2018年04月26日

しくみの不備を解明する正しい「2段階なぜなぜ分析」手順!

なぜなぜを五回繰り返して、根本原因を追究せよ!と言われてもどうも
うまくいかない!5回繰り返せば本当に根本原因にたどり着くだろうか?
そもそも「真の原因」とはなんだろうか?
「なぜなぜ分析」に関して、こんな疑問が次々と沸いてきます。





    ヒューマンエラーなどの分析フォーマット事例付き

「トヨタ式なぜなぜ5回」は、大野耐一氏の著書「トヨタ生産方式」の
中で解説されています。

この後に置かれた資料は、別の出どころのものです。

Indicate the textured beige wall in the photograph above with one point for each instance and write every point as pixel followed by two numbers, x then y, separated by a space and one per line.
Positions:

しかしそれは、車の量産が始まった初期の工場
で、ある機械の不良が発生したとき「5回なぜを繰り返す」ことで、故障
の原因にたどり着いたという一つの事例を示したものです。

 ★トヨタ式なぜなぜ(5回)分析法の誤解

そもそも現場のトラブルの解析を行う目的は何でしょうか?
(1)不具合発生のメカニズムを解明する(物理科学的な因果関係)
   ・++がぶつかって、++が変形した
   ・$$がショートして、$$部品が発煙した

(2)現場のルールの不備や欠陥、なぜ守らないのかを解明する
   ・作業手順書の**の記載が不備で、作業を間違えた
   ・検査基準書の判定基準を理解せずに検査を行い、不良を見逃した

(3)共通のしくみの不備や欠陥、なぜ守らないのかを解明する 
   ・新人の社内教育訓練のしくみの不備で、作業者訓練時間が不足している
   ・部署間で必要情報の連絡ルールが不備で情報が伝わらないことがある

下図は、ヒューマンエラーが発生したときの、原因解析・対策フローを示して
います。

 1.最初に、事実の把握と因果関係を究明します。
 2.そして、ミスを引き起こした要因をヒト、情報、ハード、ソフトの4つに
  分類しそこから現場のルールの原因を探ります。
 3.次に、なぜ流出したのか共通ルールの要因を列挙し、そこから原因を
  究明します。

2段階法.jpg


一番求められるのは日常作業で発生する「現場のルール」の問題の
原因究明と対策であり、現場の品質管理の不備・欠陥に注目しそれを
取り除いていくことが重要です。

それには、現場を管理するリーダー、管理者により問題解決を図って
いく必要があります。

なぜなぜを繰り返して原因にたどり着くためには品質管理の基本を理解
する必要があります。
正しく分析を行うためには
 ①発生した問題を正しく認識すること(三現主義)
 ②何を解決したいのか目的別に、それぞれの方法で「なぜなぜ」を行うこと
 ③品質管理のしくみ(ルール)に基づいて、その不備を指摘すること
 ④問題を解決するには、「なぜ発生したのか」と「なぜ防げなかったのか」
  両面で原因を探ること

工場では品質管理を行っているからには、品質管理の不備なところを
見つけて直していく、品質管理活動が基本になります。
「なぜなぜ分析」はそのための一つの手法として位置付けられます。 

そのことを理解した上で、ツールとしてなぜなぜ分析が適当か?どうか
判断していく必要があります。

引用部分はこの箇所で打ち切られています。